Nice getting to the office before everyone else, the only sound coming from the building’s central air kicking on, the soft foot falls of my leather shoes on the carpet, the click of the motion sensors as they switch on the overhead lights as I pass, the Darth Vader-esque sigh of the coffee maker, my computer already booted from my automatic start command and ready for login, I can picture the data center, sitting in the basement, lighting up like Christmas, humming with life, the unimaginable information processing power at my fingertips, like an orchestra tuning their instruments awaiting their conductor (sorry, I get a little mad with power when I have a server cluster all to myself in the morning). It feels right, fresh as a new spring morning. I can turn up my speakers, no office mates to be courteous of. Of all things, I put on Galantis, one of Sierra’s favorite artists, I’ve developed some appreciation, and listening to her favorite songs brings back good memories of driving down the road with her in the passenger seat.
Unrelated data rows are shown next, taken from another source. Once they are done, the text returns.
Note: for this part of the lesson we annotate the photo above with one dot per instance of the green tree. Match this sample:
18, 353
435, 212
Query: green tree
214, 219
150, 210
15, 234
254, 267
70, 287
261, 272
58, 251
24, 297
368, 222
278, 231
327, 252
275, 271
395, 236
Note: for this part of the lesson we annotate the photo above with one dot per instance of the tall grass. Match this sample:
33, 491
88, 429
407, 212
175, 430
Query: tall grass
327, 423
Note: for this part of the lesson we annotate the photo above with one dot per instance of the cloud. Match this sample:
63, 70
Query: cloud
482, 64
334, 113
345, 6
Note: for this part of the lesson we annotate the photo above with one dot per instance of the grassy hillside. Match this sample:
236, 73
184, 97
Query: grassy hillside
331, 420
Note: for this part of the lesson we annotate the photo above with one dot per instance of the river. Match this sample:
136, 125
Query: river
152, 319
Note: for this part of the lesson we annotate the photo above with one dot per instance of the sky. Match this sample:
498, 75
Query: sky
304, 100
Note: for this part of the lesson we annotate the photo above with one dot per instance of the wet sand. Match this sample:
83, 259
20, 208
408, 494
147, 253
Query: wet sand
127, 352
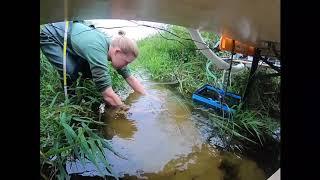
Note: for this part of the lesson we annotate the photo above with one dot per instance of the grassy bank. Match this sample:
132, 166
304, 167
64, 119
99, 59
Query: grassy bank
179, 63
68, 128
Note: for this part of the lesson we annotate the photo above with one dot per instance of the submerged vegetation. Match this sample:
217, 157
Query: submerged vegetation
69, 128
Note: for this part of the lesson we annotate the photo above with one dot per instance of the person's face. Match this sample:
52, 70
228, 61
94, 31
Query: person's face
120, 60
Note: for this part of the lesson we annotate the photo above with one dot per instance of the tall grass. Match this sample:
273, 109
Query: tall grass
68, 128
170, 61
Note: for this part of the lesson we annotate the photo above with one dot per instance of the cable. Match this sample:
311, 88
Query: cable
157, 28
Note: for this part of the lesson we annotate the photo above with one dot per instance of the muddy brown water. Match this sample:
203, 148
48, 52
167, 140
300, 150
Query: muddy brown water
161, 138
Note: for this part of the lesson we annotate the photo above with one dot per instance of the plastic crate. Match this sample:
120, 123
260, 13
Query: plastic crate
211, 97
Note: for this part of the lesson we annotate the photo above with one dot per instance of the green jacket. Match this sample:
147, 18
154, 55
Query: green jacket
93, 45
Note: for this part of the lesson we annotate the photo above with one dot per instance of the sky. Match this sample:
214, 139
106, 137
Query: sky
136, 33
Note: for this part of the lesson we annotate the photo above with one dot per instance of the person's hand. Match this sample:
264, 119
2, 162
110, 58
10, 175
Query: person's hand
124, 107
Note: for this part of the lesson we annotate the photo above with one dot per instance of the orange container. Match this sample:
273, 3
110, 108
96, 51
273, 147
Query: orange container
227, 44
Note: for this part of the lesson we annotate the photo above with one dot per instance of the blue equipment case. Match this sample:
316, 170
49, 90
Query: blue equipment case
211, 96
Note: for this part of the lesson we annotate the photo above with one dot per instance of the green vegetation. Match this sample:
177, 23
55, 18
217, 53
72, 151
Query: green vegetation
171, 61
68, 128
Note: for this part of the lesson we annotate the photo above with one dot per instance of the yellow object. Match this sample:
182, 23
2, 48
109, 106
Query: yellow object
231, 45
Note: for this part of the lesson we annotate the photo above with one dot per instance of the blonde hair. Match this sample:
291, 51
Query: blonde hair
127, 46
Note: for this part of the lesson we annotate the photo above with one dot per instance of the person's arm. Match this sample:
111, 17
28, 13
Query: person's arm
113, 99
135, 84
131, 80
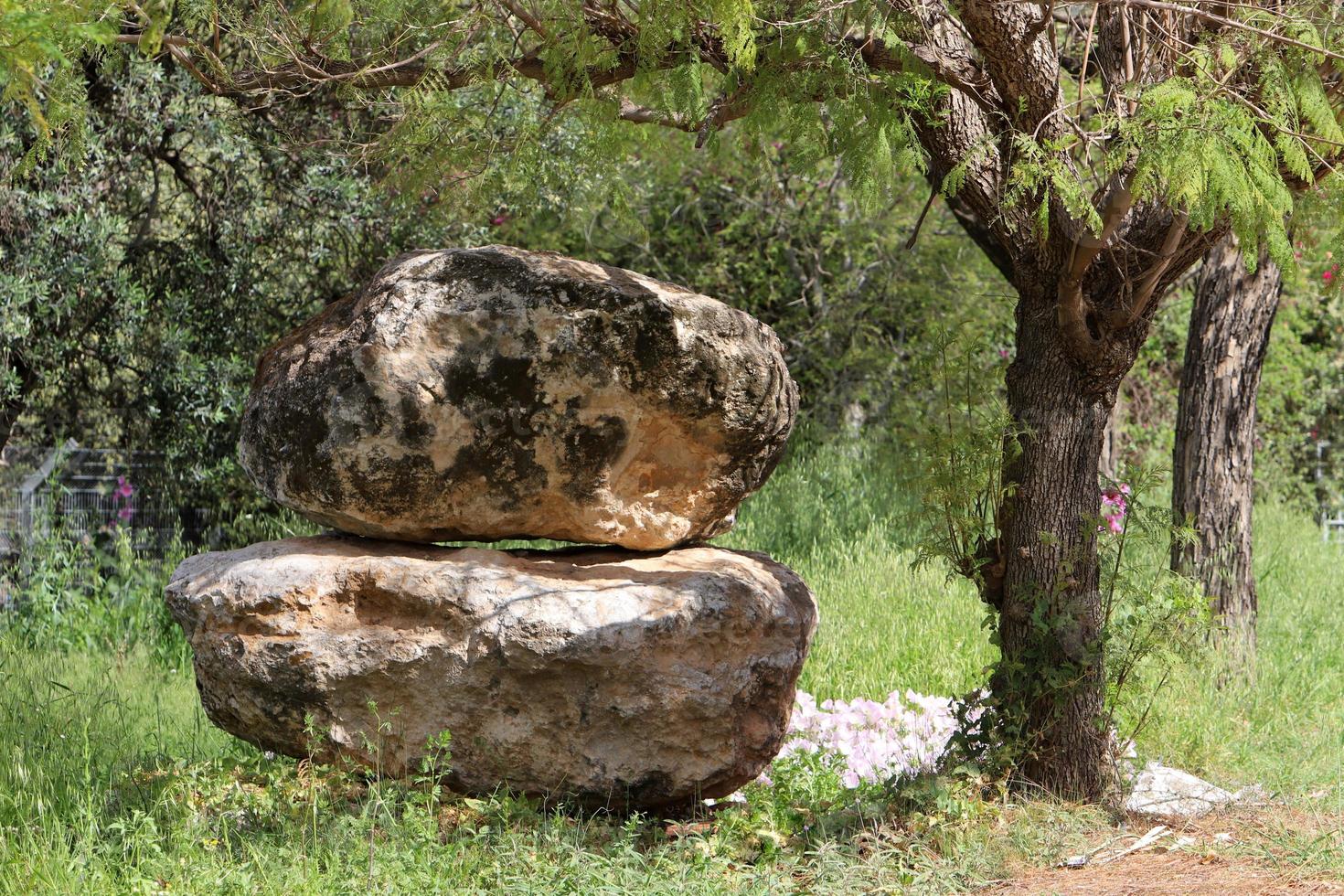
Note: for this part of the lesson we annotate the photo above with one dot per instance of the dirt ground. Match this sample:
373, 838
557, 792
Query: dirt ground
1249, 853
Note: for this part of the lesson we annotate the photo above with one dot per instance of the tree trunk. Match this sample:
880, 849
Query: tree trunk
1215, 434
1050, 684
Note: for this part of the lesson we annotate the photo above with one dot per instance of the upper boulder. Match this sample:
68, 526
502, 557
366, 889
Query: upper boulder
495, 392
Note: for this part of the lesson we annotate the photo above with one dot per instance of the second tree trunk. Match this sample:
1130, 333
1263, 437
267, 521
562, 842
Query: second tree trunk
1215, 434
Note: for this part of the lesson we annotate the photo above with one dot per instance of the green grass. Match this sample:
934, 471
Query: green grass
112, 781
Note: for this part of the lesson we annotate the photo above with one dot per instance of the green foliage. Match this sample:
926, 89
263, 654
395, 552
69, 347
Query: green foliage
964, 449
136, 295
113, 781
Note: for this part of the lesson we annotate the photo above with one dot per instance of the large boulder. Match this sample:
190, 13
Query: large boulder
593, 675
494, 392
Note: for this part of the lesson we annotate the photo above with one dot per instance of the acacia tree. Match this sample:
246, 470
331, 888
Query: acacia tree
1093, 151
1212, 469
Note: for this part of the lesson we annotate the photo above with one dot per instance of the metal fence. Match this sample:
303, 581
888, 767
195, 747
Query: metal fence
91, 495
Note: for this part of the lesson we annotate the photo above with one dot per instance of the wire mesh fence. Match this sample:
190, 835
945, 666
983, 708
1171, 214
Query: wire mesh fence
91, 495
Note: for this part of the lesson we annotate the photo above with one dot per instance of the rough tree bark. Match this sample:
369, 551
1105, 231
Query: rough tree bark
1087, 285
1215, 434
1051, 610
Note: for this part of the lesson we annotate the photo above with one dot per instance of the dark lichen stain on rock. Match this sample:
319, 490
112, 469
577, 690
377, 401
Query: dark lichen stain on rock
484, 394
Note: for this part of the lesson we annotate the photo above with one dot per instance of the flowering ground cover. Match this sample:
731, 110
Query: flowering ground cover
113, 782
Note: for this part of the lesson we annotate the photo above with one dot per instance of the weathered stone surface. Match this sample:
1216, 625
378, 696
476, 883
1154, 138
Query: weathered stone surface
597, 675
494, 392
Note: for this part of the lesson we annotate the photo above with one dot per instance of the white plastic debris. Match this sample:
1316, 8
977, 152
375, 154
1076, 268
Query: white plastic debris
1161, 792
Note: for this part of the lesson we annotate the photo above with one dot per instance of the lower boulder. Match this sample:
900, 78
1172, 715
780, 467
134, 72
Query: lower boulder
598, 676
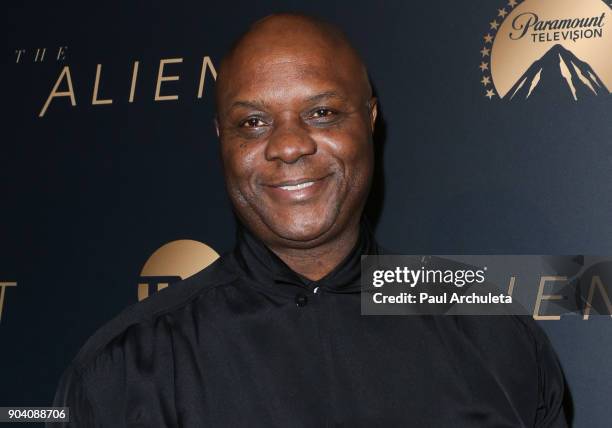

I remembered when she first put them on, she said “they are so good, this song is like sex.” As I listen to the familiar unquenchably optimistic synth rhythms, I pull up her Instagram which I hadn’t looked at in a week, just some new posts of her wine tasting, hanging out at the coffee shop, and a video of her dancing in the front row at a concert, flashing colored lights playing across her face, her big brown eyes shining with youthful exuberance.
She’s done nothing but send me cryptic replies to my texts lately, each one seems more deprecating than the last, bordering on cruel if taken to logical extremes, it has to be over, whatever ‘it’ was. Time to wrap this mother up, fall on my sword if need be, just need to get her on the phone and find out what’s going on, one way or the other. I don’t know why it feels so good, perhaps it is time for a new start. Myrtle sent me a message last night while I slept, I saw it this morning. She sent it directly to my mischief email address (which I’d given her), bypassing the CL mail relay, which is a good sign. I hadn’t heard from her in over a day, our previous conversation ending abruptly, I figured I had said something that made her turn tail and run. But apparently not, she says she hopes I’m still interested in her. Even if it leads to nothing, it gives me hope. It softens losing Sierra, by reminding me that life exists on the other side.
The best thing about mornings is the potential, the fresh possibilities open for the rest of the day. By evening, it has often been decided, you’ll sit down possibly facing your disappointments and failures, or occasionally enjoying the glow of your successes. But, the morning is open and weightless, anything could happen.